Agile alone not a cure-all for government software development concerns
Agile software development strategies have gained a tremendous amount of traction in the past few years, and with good reason. With Agile, software development projects can become much more collaborative and continuous, which can lead to greater efficiency, productivity and user satisfaction.
All of this makes Agile appealing not just within the private sector, but to government agencies as well. And indeed, numerous public sector organizations at the federal and state levels have embraced Agile. However, it is very possible that some decision-makers and software developers have formed unrealistic expectations when it comes to Agile. As U.S. Chief Information Officer Tony Scott recently explained, Agile cannot solve all of the federal government's technology issues.
Speaking at a panel focused on Agile IT development, Scott explained that Agile can be extremely useful, but it should not be seen as a cure-all.
"I think we're immature as an industry in really understanding the context in which agile can survive and thrive in a large organization," Scott said, according to Nextgov.
"Scott did not depend on Agile exclusively."
Going further, Scott noted that during his career he has experienced a significant amount of success leveraging Agile strategies for software development projects. He noted that by working closely and exchanging constant feedback with fellow developers, he's seen software efforts run more smoothly and work better, the source noted. In many of these cases, though, he and his teams did not depend exclusively on Agile.

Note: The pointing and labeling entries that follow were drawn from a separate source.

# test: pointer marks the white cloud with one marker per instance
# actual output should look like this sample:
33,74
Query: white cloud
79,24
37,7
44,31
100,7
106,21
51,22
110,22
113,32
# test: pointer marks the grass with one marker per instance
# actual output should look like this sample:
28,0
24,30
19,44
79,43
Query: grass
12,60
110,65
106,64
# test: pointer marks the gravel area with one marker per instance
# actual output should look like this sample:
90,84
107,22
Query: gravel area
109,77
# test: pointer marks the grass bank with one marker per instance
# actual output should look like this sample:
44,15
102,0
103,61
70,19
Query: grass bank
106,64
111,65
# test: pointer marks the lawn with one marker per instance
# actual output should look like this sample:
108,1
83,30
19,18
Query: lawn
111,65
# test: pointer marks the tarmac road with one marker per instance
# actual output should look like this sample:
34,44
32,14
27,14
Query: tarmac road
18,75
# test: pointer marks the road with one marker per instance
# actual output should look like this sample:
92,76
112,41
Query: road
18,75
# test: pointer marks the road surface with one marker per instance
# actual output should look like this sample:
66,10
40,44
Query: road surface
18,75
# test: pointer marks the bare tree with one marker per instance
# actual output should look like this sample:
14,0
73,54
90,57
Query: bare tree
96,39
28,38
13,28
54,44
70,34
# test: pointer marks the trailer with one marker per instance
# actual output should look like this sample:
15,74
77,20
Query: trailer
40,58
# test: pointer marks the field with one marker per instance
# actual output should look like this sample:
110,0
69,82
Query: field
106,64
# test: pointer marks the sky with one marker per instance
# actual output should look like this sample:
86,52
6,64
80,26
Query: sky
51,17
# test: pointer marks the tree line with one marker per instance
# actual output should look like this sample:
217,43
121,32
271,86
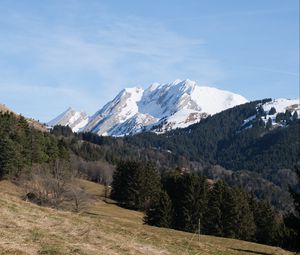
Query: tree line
180,200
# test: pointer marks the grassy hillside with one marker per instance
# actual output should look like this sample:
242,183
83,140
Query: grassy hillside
102,228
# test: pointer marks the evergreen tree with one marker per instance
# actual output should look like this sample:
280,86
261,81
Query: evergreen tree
191,199
293,220
8,157
269,124
265,221
131,184
295,116
159,213
212,221
152,184
272,111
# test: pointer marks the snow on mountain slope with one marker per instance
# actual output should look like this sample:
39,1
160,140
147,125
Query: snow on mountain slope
160,107
282,104
121,108
75,120
277,115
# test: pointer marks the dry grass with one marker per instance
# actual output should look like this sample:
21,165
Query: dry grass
26,228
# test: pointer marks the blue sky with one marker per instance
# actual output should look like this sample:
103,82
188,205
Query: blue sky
55,54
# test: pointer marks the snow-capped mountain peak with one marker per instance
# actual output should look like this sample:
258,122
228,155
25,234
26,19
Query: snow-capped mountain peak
75,120
160,107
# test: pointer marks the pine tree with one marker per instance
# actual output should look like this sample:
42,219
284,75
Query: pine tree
293,220
159,213
295,116
8,158
269,124
152,185
190,202
212,220
272,111
265,221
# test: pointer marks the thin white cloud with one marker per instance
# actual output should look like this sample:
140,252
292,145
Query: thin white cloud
117,52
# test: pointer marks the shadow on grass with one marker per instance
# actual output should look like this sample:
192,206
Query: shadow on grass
254,252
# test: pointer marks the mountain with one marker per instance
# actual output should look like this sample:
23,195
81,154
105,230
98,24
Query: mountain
75,120
159,108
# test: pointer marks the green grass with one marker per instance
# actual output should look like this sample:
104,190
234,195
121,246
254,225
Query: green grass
102,228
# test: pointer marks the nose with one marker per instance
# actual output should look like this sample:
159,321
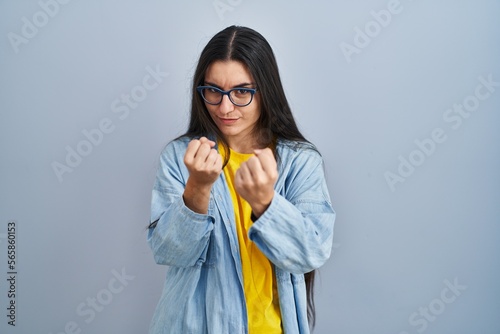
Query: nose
226,106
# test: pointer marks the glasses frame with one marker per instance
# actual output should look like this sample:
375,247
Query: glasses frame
252,91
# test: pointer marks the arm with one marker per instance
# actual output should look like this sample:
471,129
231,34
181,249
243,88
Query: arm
296,230
180,236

"[S]ome of the best Agile projects I've been associated with are the ones that have borrowed liberally from all the good known practices in waterfall," Scott said, Nextgov reported.

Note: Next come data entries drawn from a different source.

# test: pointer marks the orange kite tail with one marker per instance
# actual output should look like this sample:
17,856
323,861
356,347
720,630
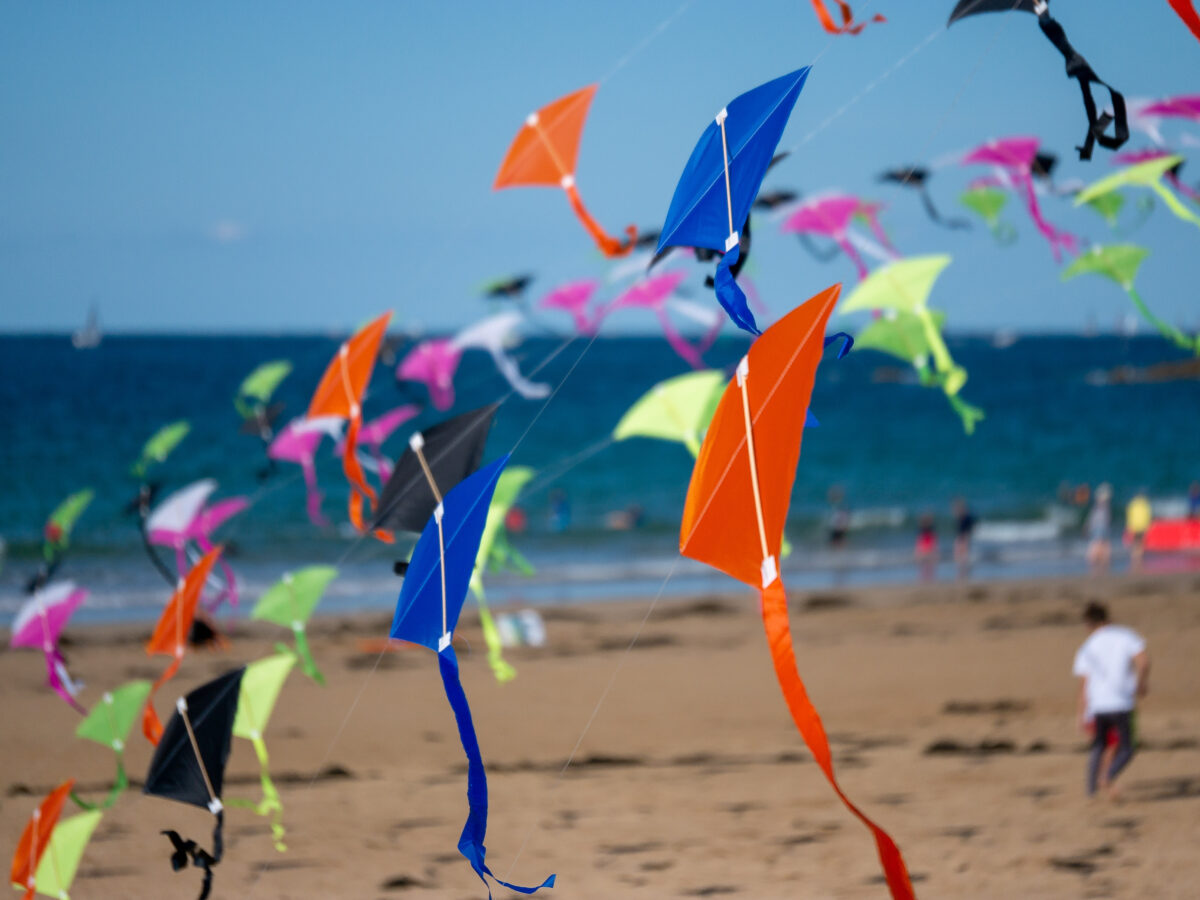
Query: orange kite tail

Another key issue to take into consideration when it comes to federal efforts to embrace Agile software development is the likelihood of disruption. David Bray, CIO for the Federal Communications Commission and another speaker at this panel, noted that he began to leverage Agile when he first took on this role in 2013, FCW reported.

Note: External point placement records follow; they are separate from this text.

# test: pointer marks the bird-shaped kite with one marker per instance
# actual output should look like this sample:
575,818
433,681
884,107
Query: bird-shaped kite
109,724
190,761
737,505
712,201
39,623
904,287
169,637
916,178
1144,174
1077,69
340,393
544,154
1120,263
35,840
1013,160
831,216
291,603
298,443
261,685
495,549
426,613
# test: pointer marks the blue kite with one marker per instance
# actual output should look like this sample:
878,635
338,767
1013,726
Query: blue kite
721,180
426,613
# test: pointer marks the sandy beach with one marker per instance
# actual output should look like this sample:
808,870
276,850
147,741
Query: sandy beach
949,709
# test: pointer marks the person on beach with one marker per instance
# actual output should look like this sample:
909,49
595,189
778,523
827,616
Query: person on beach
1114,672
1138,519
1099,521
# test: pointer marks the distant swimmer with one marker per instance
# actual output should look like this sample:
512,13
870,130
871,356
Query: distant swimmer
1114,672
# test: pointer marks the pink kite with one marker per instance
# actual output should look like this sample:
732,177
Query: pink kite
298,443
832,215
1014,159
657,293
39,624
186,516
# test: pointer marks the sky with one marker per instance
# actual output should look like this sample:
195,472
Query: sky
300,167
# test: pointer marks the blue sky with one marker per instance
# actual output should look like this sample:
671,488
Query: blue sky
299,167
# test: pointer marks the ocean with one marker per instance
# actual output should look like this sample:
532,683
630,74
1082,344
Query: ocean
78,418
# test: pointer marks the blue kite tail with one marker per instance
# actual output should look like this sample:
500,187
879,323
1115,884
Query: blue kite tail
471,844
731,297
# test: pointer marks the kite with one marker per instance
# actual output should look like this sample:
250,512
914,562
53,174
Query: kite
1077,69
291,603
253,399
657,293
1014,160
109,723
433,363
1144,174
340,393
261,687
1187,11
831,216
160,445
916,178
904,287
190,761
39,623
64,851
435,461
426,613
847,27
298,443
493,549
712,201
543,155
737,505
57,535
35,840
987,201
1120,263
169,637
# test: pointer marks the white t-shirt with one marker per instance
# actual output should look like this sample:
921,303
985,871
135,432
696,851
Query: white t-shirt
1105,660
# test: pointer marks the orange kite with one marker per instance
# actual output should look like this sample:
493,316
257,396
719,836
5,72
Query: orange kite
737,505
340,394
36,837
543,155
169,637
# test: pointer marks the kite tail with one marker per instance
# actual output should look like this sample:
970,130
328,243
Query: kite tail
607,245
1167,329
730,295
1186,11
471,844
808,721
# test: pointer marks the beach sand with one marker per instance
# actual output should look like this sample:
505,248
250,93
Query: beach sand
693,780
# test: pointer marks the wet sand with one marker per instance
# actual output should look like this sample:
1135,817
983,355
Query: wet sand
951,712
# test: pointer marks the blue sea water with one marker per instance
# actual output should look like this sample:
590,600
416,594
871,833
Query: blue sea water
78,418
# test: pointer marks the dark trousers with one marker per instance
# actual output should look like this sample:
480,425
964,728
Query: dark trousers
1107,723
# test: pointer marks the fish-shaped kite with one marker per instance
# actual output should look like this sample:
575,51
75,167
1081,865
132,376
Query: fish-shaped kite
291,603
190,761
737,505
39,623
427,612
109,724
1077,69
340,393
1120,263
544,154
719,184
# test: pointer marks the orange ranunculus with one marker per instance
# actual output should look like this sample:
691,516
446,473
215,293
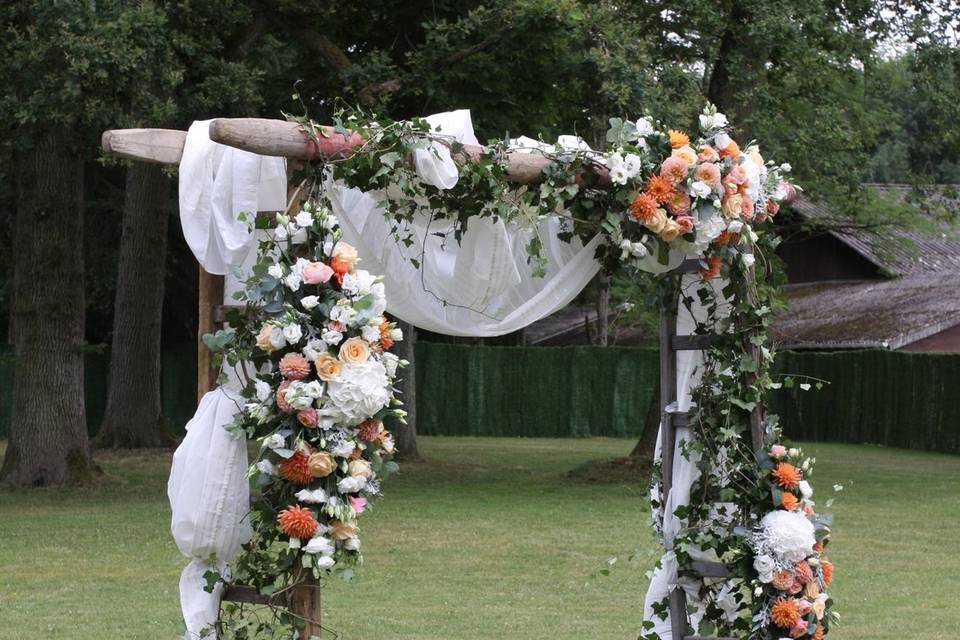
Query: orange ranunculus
297,522
659,189
643,208
789,501
787,475
678,138
784,613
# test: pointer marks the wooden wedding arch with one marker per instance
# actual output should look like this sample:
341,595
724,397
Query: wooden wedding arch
289,140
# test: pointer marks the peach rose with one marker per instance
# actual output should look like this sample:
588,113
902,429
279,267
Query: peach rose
328,367
354,350
340,530
360,468
671,231
732,205
686,153
263,338
657,222
321,464
317,273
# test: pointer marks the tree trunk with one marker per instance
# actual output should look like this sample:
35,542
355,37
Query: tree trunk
48,432
133,416
603,310
406,434
647,444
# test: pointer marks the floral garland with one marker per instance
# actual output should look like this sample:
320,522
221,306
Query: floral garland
314,330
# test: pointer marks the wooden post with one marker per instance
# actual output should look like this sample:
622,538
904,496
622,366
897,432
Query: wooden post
210,294
304,602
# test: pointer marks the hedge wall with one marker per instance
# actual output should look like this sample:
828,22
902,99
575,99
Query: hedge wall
881,397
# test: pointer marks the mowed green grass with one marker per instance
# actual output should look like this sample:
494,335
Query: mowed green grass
487,539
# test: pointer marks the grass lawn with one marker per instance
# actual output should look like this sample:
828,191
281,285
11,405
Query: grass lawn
488,539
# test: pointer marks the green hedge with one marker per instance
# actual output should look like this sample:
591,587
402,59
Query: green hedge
882,397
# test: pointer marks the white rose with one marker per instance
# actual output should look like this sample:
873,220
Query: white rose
319,545
317,496
277,340
701,189
332,337
304,219
351,484
292,333
263,388
292,281
764,566
370,333
275,441
267,467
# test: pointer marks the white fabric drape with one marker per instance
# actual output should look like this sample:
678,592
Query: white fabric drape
480,287
685,472
208,487
217,183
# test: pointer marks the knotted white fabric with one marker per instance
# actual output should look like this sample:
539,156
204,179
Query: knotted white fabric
482,286
217,183
685,472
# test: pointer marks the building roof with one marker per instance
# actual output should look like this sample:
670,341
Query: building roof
887,314
896,250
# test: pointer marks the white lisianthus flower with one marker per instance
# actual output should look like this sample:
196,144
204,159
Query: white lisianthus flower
314,389
267,467
344,449
292,281
264,391
370,333
275,441
351,484
319,544
332,337
317,496
764,566
277,339
701,189
304,219
292,333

However, he also pointed out that the typical employee had been with the FCC for more than 15 years at that point. This long tenure means that any full-throated embrace of Agile will inevitably cause significant disruption throughout the organization's IT department.
"Agencies would benefit from a more gradual shift to Agile."
This doesn't mean that federal organizations should resist Agile completely for fear of causing confusion or frustration among the workforce. It does suggest, though, that federal IT decision-makers should exercise caution when considering Agile strategies. Instead of making a sudden switch to Agile, agencies would benefit from a more gradual shift, one which takes into account the techniques and strategies personnel are already familiar with and attached to.
This can be easier said than done. As Scott pointed out, the federal government's efforts in the realm of Agile software development remain relatively immature. Not only does this increase the risk of problematic disruption, but it also adds to the likelihood that agencies may struggle to see the maximum return from their Agile engagement. Agile may be intuitive in many ways, but it still represents a significant shift from earlier software development methodologies. What's more, a purely Agile-based approach is often a sub-optimal option, yet agencies will need guidance to develop a more refined, best-of-breed strategy for business process improvement.
To this end, it may be wise for agency decision-makers to consider partnering with software development firms that can offer an approach that combines the best aspects of both Agile and traditional strategies in a single, unified approach. By doing so, government departments will be able to advance their software development capabilities without causing undue frustration or other problems among their existing staff.